I left those periods behind not knowing they’d be forever gone. Many of the people too, along with all the laughter and the tears, the smiles we shared and the times I called their names and watched as their heads turned in response. Responsiveness, that maddeningly charismatic and transitory relic of the present.
Others stay in our lives. We make memories together, evolving as we hurry to shed the parts of ourselves we wish to leave behind. The exoskeletons of embarrassment. And we almost never stop because we’re going somewhere and looking back just slows us down, and time’s inexorable march never pauses so why should we?
We never think about this when we first meet someone new. That she could be in your life for a while or out of your life the next day. Or she could come in and out, criss-crossing paths as you both change in ways unknowable and unpredictable, unaware of the last smile you will exchange and the last time you will be lost in each other’s eyes forgetting to cherish that squinty glint of mutual understanding. Is it possible to feel nostalgia for the present? For a person and not a memory or an experience. Even if you think you have the ability to keep her in your life, you can never really know and you can’t even know whether you would want to. Is what you do and who you see always eventually only what and who you want to do and see?

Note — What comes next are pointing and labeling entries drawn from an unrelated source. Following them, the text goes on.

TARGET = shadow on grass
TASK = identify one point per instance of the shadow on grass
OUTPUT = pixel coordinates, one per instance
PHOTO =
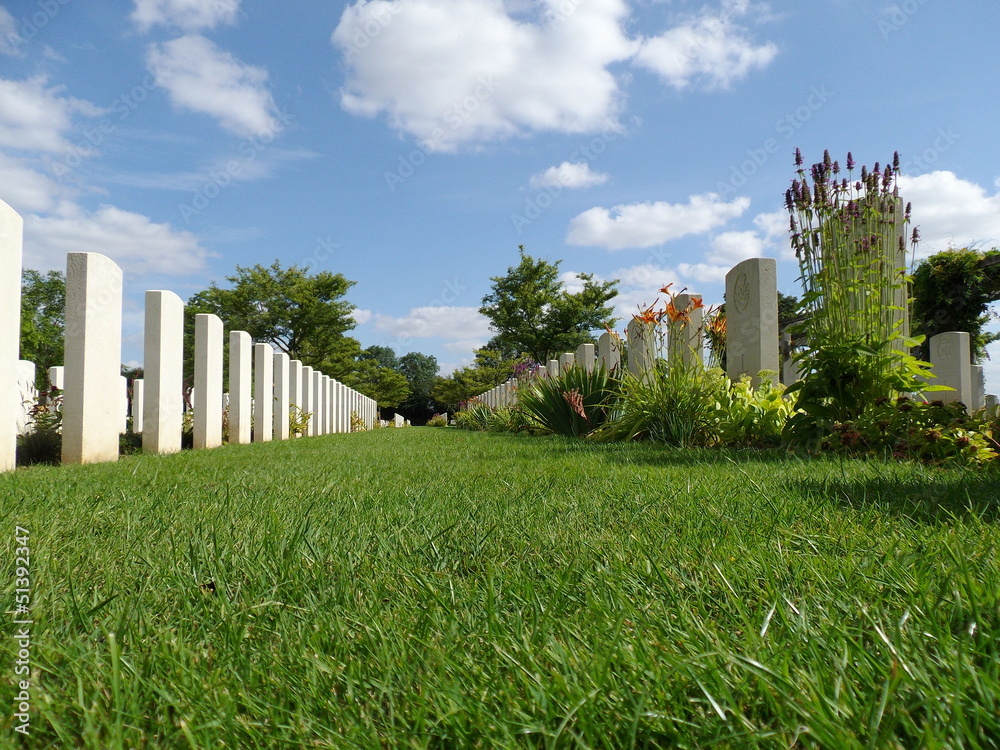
(926, 499)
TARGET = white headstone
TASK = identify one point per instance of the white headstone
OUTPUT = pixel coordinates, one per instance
(316, 423)
(93, 355)
(123, 408)
(138, 397)
(952, 362)
(263, 391)
(308, 405)
(608, 353)
(10, 332)
(641, 347)
(27, 394)
(752, 319)
(978, 376)
(240, 387)
(208, 351)
(282, 395)
(163, 373)
(685, 335)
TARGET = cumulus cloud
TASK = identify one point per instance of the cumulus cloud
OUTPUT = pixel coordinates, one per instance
(134, 242)
(10, 40)
(203, 78)
(462, 328)
(35, 116)
(648, 224)
(710, 51)
(568, 175)
(189, 15)
(951, 212)
(24, 189)
(450, 72)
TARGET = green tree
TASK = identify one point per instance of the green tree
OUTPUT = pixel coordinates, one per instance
(43, 321)
(420, 371)
(952, 291)
(388, 387)
(304, 315)
(489, 369)
(531, 311)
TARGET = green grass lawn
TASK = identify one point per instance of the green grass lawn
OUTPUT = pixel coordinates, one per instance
(426, 588)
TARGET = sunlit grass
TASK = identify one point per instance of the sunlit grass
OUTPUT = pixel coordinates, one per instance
(447, 589)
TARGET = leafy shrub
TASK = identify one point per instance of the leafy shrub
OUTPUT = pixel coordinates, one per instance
(39, 447)
(934, 432)
(672, 405)
(507, 419)
(574, 403)
(847, 234)
(298, 420)
(475, 416)
(745, 415)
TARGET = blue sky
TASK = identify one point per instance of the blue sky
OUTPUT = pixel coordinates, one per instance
(412, 145)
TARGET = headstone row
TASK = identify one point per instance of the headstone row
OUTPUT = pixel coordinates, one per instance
(264, 385)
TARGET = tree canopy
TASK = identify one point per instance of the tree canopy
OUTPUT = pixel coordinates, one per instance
(43, 306)
(531, 311)
(304, 315)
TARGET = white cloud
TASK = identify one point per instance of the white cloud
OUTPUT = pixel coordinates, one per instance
(133, 241)
(26, 190)
(35, 116)
(189, 15)
(711, 51)
(361, 316)
(950, 211)
(451, 72)
(10, 40)
(568, 175)
(203, 78)
(647, 224)
(463, 328)
(730, 248)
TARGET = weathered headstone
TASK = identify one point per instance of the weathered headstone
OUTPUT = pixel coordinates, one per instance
(316, 423)
(685, 335)
(57, 377)
(295, 384)
(641, 347)
(752, 319)
(282, 395)
(93, 355)
(27, 394)
(608, 353)
(951, 359)
(978, 376)
(207, 421)
(163, 373)
(308, 406)
(263, 392)
(138, 399)
(11, 227)
(123, 405)
(240, 387)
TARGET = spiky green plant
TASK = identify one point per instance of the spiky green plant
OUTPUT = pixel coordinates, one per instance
(574, 403)
(849, 238)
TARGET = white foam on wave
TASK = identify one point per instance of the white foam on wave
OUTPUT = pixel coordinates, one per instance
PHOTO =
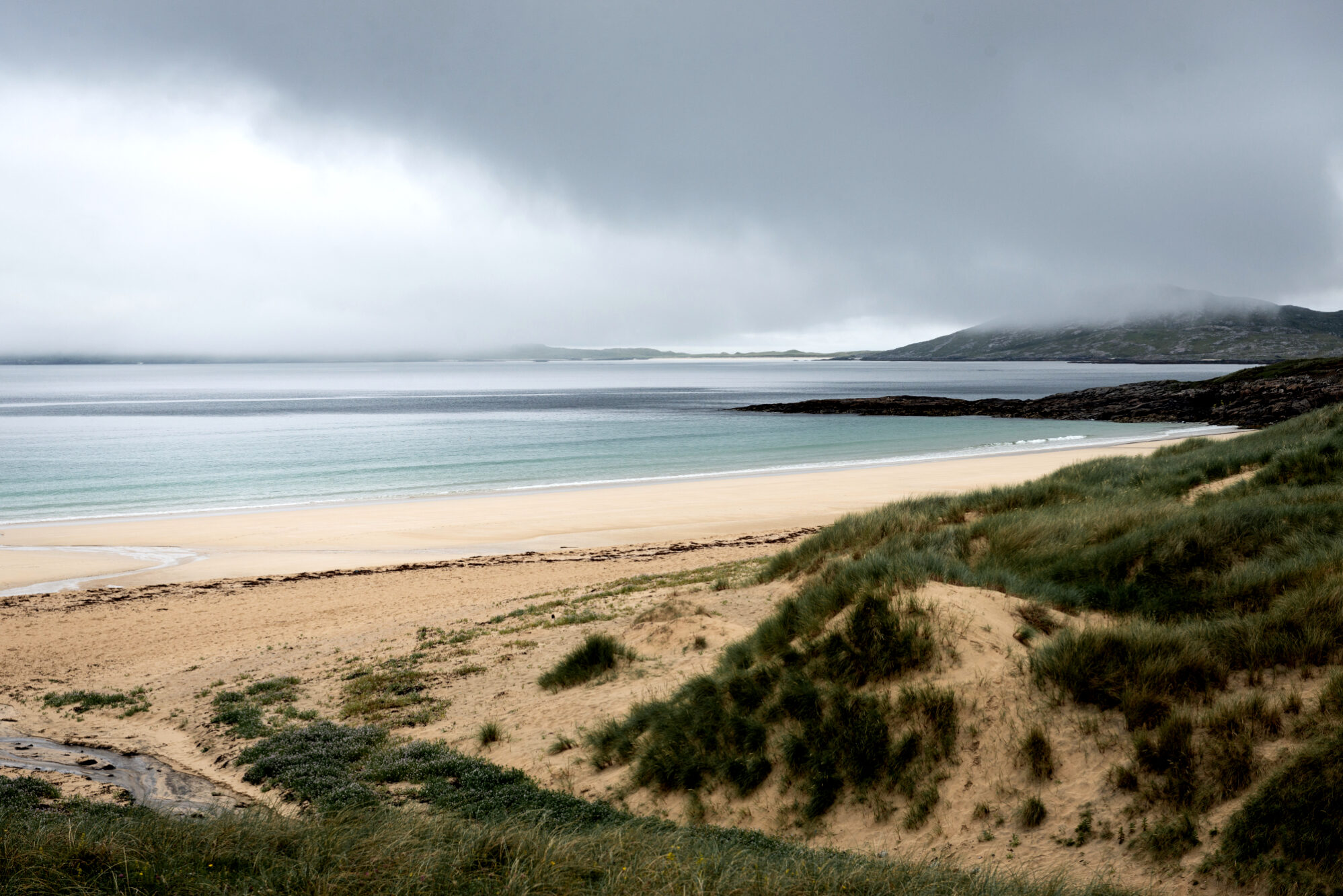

The only thing that is forever and always is you, so you only end up becoming more yourself. That sounds like a positive thing and it most likely is. It doesn’t stop you from reaching back for the things you once had even if you didn’t appreciate them back then. The what-could-have-beens of any life thoroughly lived. The parts of you still stuck in a time you’ll never relive. The people conversing with and hugging and kissing your past self but never again to be part of the present tense you, the experiencing you. I guess we have no choice but to love memory only for what it is. Memory, in its role as the great preserver of the past, is the aftertaste of a quality wine. A lingering bittersweet reminder of things once so real and experienced for just a fleeting moment of the indomitably solipsistic present, sailing off your palate like the wake behind a ship of Theseus bound never to make a return trip over the same waters.